I have almost 3 Edge Nodes in my Cluster and was wondering if it is advisable to start Hiveserver2 and Metastore on all 3 Edge Nodes? I will be starting the Hive Client on all 3 Servers but was wondering if it made sense to also start Hiverserver2 and Metastore on all of them. Or is it enough to start Hiveserver2 and Metastore on just 1 Edge Node. Please do let me know
@Leenurs Quadras You can install multiple Hive Servers in case of multiple workloads or applications in which case each HiveServer2 instance can have its own settings for Hive and Tez. You can refer to this document
P.S- If the answers help please accept and upvote the answers.
Other than what @Ishan mentioned, multiple HiveServer2 and Metastore are recommended generally in a High Availability setup. This way when one of the services goes down the other service is available for the clients to connect to.
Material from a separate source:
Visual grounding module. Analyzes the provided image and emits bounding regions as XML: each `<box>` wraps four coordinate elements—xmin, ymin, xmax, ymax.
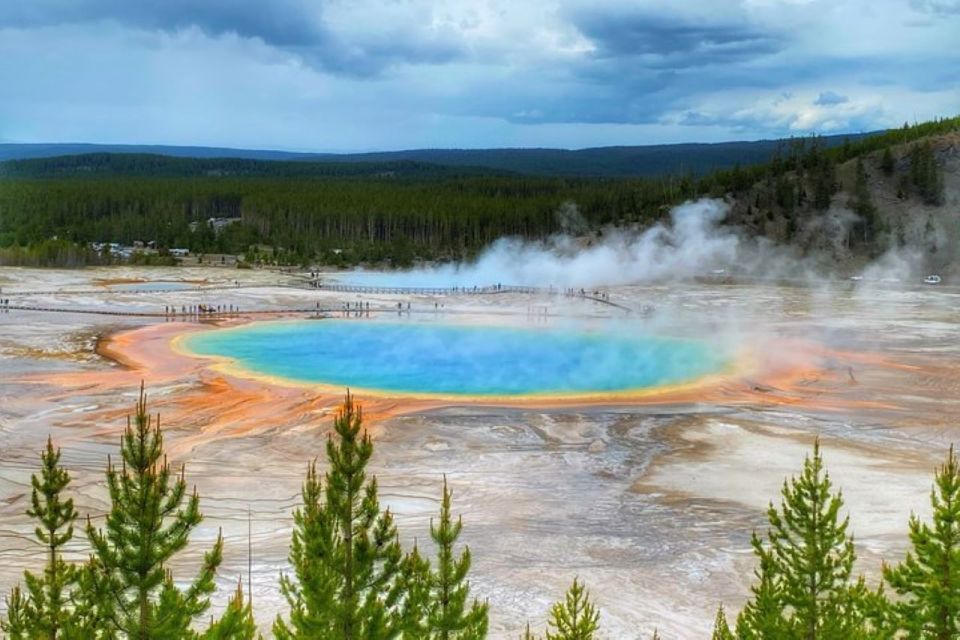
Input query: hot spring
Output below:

Typically edge nodes are client facing nodes, so the client configs and tools are installed on them rather than services.
Hi Leenurs Quadras,
Edge node is mainly used for users to connect and use client installed on it to connect to different hadoop component. Example : Beeline or hive CLI.
HiveServer2 and Metastore is part of Hive service which will cater queries submitted from Hive client either via Hive CLI , Beeline or JDBC/ODBC clients.
You can enable High availibility for Hive server by creating one more instance of HiveServer2 and Metastore.
It is better to have this component get installed on separate servers than edge node. But if you are creating learning cluster of only 3 server , get hive service installed on one of edge node.